As John Yoo references below, on March 10, 2011, I had a discussion/debate with my long-time friend Jesse Choper at the Berkeley Law School at a meeting of the Berkeley’s Federalist Society Chapter. During that session I tried to accomplish two objectives. The first was to explain how the constitutional debate is necessarily framed in the wrong way if the critical New Deal cases of NLRB v. Jones & Laughlin Steel and Wickard v. Filburn are treated as the sound starting points for any discussion of the commerce power of the government. Both these decisions represent a manifest departure from the earlier Supreme Court precedents that were consistent with the original reading of the Commerce Clause, which did not allow the federal government any power over the manufacture of goods and the provision of services within state lines.
Those pre-New Deal restrictions were, for example, scrupulously observed in drafting the 1906 Food and Drug Laws, which covered only the shipment of goods in interstate commerce while in their original packets, and the manufacture of these drugs only within the territories of the United States, where the federal government had the full panoply of police powers. It is no accident that the expansion of federal power to cover manufacturing was only conferred in 1938, after the key New Deal decisions expanded the scope of the federal commerce power by at least an order of magnitude, and probably much more.
The second part of that discussion was directed to the proper overall reform of the health care laws. On this point, the key mistake of President Obama’s team in early 2009 was to figure out how to lard on new restrictions in the provision of health care, without first ridding the system of all the senseless restrictions on the provision of health care that should never had been put there in the first place.

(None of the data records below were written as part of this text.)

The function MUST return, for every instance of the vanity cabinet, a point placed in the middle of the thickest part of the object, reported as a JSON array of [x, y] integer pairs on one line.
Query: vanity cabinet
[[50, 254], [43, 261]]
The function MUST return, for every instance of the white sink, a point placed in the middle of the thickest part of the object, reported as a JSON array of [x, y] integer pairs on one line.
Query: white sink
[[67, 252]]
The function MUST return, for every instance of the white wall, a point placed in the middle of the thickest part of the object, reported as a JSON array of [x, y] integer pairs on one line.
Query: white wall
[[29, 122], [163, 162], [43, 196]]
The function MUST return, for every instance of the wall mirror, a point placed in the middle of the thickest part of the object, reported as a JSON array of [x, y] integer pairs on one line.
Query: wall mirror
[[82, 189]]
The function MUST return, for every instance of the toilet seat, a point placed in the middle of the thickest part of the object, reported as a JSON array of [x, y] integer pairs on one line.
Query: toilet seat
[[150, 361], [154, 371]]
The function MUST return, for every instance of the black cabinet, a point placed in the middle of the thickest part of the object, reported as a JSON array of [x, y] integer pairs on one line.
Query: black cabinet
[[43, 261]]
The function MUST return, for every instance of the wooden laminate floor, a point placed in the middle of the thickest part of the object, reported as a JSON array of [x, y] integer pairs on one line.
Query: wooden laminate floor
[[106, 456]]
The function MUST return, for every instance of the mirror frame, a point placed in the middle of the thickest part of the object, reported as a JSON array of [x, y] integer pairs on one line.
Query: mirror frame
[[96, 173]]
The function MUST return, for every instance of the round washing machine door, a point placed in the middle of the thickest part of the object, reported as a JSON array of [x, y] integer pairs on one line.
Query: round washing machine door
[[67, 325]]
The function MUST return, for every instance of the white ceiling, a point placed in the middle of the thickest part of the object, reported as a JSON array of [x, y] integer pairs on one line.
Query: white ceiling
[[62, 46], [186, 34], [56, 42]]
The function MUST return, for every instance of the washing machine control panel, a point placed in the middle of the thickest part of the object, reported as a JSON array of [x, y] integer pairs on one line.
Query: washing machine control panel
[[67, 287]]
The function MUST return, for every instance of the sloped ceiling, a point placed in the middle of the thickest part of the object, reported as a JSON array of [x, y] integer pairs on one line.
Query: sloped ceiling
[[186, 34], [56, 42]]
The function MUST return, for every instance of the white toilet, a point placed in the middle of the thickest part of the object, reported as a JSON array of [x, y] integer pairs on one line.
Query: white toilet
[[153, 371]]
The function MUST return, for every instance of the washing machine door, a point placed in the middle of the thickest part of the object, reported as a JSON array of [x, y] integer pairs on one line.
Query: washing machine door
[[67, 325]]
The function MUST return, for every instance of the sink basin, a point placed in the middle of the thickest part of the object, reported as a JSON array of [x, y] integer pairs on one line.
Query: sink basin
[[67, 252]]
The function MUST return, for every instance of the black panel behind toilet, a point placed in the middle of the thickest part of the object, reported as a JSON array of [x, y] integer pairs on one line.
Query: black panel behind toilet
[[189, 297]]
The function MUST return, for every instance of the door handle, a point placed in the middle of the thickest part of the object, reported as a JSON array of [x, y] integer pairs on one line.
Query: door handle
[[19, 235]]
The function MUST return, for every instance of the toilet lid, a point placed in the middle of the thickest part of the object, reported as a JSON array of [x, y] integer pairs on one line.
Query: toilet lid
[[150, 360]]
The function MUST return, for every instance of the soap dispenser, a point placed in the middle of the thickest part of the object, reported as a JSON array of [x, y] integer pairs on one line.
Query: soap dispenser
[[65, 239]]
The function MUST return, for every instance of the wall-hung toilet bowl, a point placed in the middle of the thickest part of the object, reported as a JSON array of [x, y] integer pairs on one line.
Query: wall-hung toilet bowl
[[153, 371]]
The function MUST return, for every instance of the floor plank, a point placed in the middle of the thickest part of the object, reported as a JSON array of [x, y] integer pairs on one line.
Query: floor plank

In line with this insight, I authored with David Hyman of the University of Illinois an article that took exactly that approach. First eliminate the regulations that don’t make sense, and then worry about the question of redistribution of wealth, including redistribution through the original mandate, which has caused so much needless controversy.
Right now our statute books are littered with ill-thought out rules that restrain trade and raise the cost of doing business. There are state licensing laws that are intended to prevent the movement of physicians across state lines, to locations where they are needed most. There are all sorts of mandates to buy this and that kind of expensive protection—psychiatric and alcoholism benefits—that are worth to most people far less than they cost. There are restrictions on the new entry of health care insurers into any state. There are prohibitions against the corporate practice of medicine, which prevents the creation of cheap storefront operations to supply health care in competition with the world’s worst supplier of routine care—the Emergency Room. There are countless rules dealing with patient privacy that cost a fortune to enforce but which provide little or no benefit. The list goes on.
The obvious line of attack is first eliminate all these, which means taking on incumbents who have much to gain from these various forms of protectionism. Doing so has two benefits. First, it reduces both public and private costs, and it increases access through less regulation, not costly and divisive mandates. Second, once all this is done, then the question of health care support can be more sensibly attacked because it becomes a more limited problem.
The Indiana health plan of Mitch Daniels is one promising line of attack to the second issue. That plan, which concentrates on giving cash payments to families in need that can either be spent on health care or kept, is a good way to start because it incentivizes people to watch what they spend on health care. It then adds on layers with copayments, and tops it off with comprehensive protection for catastrophic losses.
Deciding how much should be given to which people is no easy task. But compared to the wholly destructive cycle of new regulation and administrative waivers that has marked the past year under the misnamed Patient Protection and Affordable Health Care Act, working out those details is a piece of cake.
The larger lesson is always this. First try to figure out how to get the kinks out of the operational system, and then worry about redistribution. “Redistribution last” is a slogan that is intended to improve health care across the board, and to remove much of the factional strife that is involved in its provision.